Des modèles comme la Logitech G600 (12 boutons latéraux) ou la Razer Naga sont bien plus adaptés à ces usages. Vous aurez toutes vos compétences et macros sous la main sans jongler avec les modificateurs clavier.
Sur des MOBA comme League of Legends ou Dota 2, ça passe encore. Vous n’avez pas besoin d’autant de raccourcis et la légèreté de la souris rend les déplacements et les clics répétitifs plus confortables sur la durée.
Usage bureautique possible mais limité
On peut tout à fait utiliser la G Pro Wireless pour de la bureautique classique. La souris est précise, confortable pour scroller, et l’autonomie tient une semaine de travail sans problème.
Mais avouons-le : dépenser 80 à 100€ pour une souris de bureau, c’est excessif. Des modèles comme la Logitech MX Master 3S offrent une ergonomie bien supérieure, une molette débrayable, et des boutons mieux placés pour la productivité.
Le bouton de DPI sous la souris devient même contraignant en bureautique. Ajuster la sensibilité rapidement selon les tâches (navigation web, retouche photo, etc.) n’est pas pratique.
Conclusion : la G Pro Wireless peut faire de la bureautique, mais ce n’est clairement pas son terrain de jeu naturel.
G Hub et personnalisation
Le logiciel G Hub
Logitech fournit son logiciel G Hub pour personnaliser la souris. L’interface est moderne, épurée, et relativement intuitive. On est loin des usines à gaz qu’on trouve parfois chez la concurrence.
Vous pouvez régler la sensibilité DPI par paliers (jusqu’à 5 niveaux différents), personnaliser l’éclairage RGB du logo, assigner des macros aux boutons programmables, et créer des profils spécifiques par jeu.
La souris possède une mémoire intégrée qui stocke jusqu’à 5 profils. Pratique si vous transportez votre souris pour des LAN ou si vous changez régulièrement d’ordinateur. Vos réglages restent sauvegardés sans avoir besoin de réinstaller G Hub.
Quelques limitations tout de même : impossible de régler indépendamment la sensibilité sur les axes X et Y. Pas de calibrage manuel du capteur non plus. Logitech part du principe que le HERO 16K s’adapte automatiquement à tous les tapis, ce qui est globalement vrai.
L’éclairage RGB peut être synchronisé avec d’autres périphériques Logitech via la technologie LightSync, ou réagir aux actions en jeu. Sympa pour l’effet visuel, mais sous votre paume, personne ne verra la LED de toute façon.
Notre verdict final
La Logitech G Pro Wireless reste une excellente souris gaming sans fil, mais elle n’est plus la reine incontestée qu’elle était à sa sortie en 2018. Le marché a évolué, la concurrence s’est renforcée, et certains défauts de conception (notamment les problèmes de double-clic) ternissent le tableau.

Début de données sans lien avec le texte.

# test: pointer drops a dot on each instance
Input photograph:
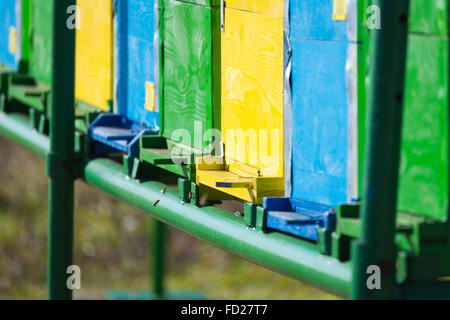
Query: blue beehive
(10, 17)
(136, 112)
(323, 154)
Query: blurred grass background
(111, 246)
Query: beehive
(324, 101)
(9, 33)
(189, 84)
(94, 54)
(327, 104)
(189, 71)
(41, 41)
(136, 62)
(423, 185)
(251, 103)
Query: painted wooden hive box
(15, 44)
(188, 85)
(94, 55)
(423, 188)
(250, 164)
(135, 106)
(326, 105)
(10, 33)
(32, 86)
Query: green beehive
(423, 184)
(33, 88)
(41, 41)
(189, 83)
(423, 175)
(423, 188)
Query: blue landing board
(117, 132)
(313, 20)
(135, 59)
(8, 19)
(299, 218)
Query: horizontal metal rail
(15, 127)
(285, 254)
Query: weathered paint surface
(190, 71)
(423, 185)
(8, 30)
(136, 60)
(252, 91)
(273, 8)
(41, 43)
(94, 53)
(323, 163)
(429, 17)
(312, 19)
(252, 106)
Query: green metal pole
(60, 160)
(376, 245)
(157, 257)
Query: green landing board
(423, 185)
(429, 17)
(41, 40)
(189, 71)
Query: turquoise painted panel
(136, 59)
(9, 28)
(319, 116)
(312, 19)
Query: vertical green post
(60, 160)
(157, 257)
(376, 245)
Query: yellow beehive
(94, 53)
(252, 103)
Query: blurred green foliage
(111, 246)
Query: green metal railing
(288, 255)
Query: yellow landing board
(252, 106)
(274, 8)
(250, 188)
(94, 53)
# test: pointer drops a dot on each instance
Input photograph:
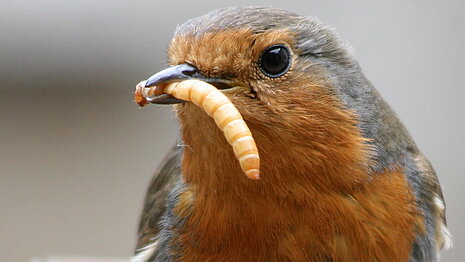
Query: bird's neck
(290, 159)
(307, 185)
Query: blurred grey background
(76, 154)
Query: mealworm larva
(221, 109)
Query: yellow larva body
(226, 117)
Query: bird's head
(290, 77)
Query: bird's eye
(275, 61)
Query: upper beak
(178, 73)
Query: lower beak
(179, 73)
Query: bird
(341, 178)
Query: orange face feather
(315, 200)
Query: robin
(340, 179)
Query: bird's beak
(179, 73)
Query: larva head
(291, 78)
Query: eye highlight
(275, 61)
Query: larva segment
(221, 109)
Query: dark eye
(275, 61)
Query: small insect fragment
(220, 108)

Les vrais points forts : le poids de 80 grammes qui change vraiment la donne en jeu, le capteur HERO 16K ultra précis, la connexion sans fil Lightspeed sans latence, et une autonomie confortable. Pour les joueurs de FPS compétitifs qui cherchent une souris performante et légère, elle fait toujours le job.
Les dealbreakers potentiels : le prix qui reste élevé même en promo, les problèmes de durabilité sur les switchs (double-clic après quelques mois d’usage intensif), le design ambidextre qui sacrifie un peu d’ergonomie, et le bouton de DPI mal placé sous la souris.
À qui on la recommande vraiment : aux joueurs de FPS qui veulent une souris sans fil ultra légère et performante, qui ont un budget confortable, et qui acceptent le risque de devoir passer par le SAV en cas de double-clic. Si vous jouez plusieurs heures par jour sur des titres compétitifs, l’investissement peut se justifier.
Les alternatives à considérer : la Logitech G Pro X Superlight (63 grammes, améliore plusieurs points), la Razer Viper Ultimate (comparable en specs, souvent moins chère), ou la Logitech G703 si vous cherchez un meilleur rapport qualité/prix avec un peu plus de poids.
En résumé : une souris techniquement impressionnante qui vieillit correctement, mais qui n’est plus un achat évident en 2025. Pesez bien le pour et le contre avant de sortir votre carte bancaire.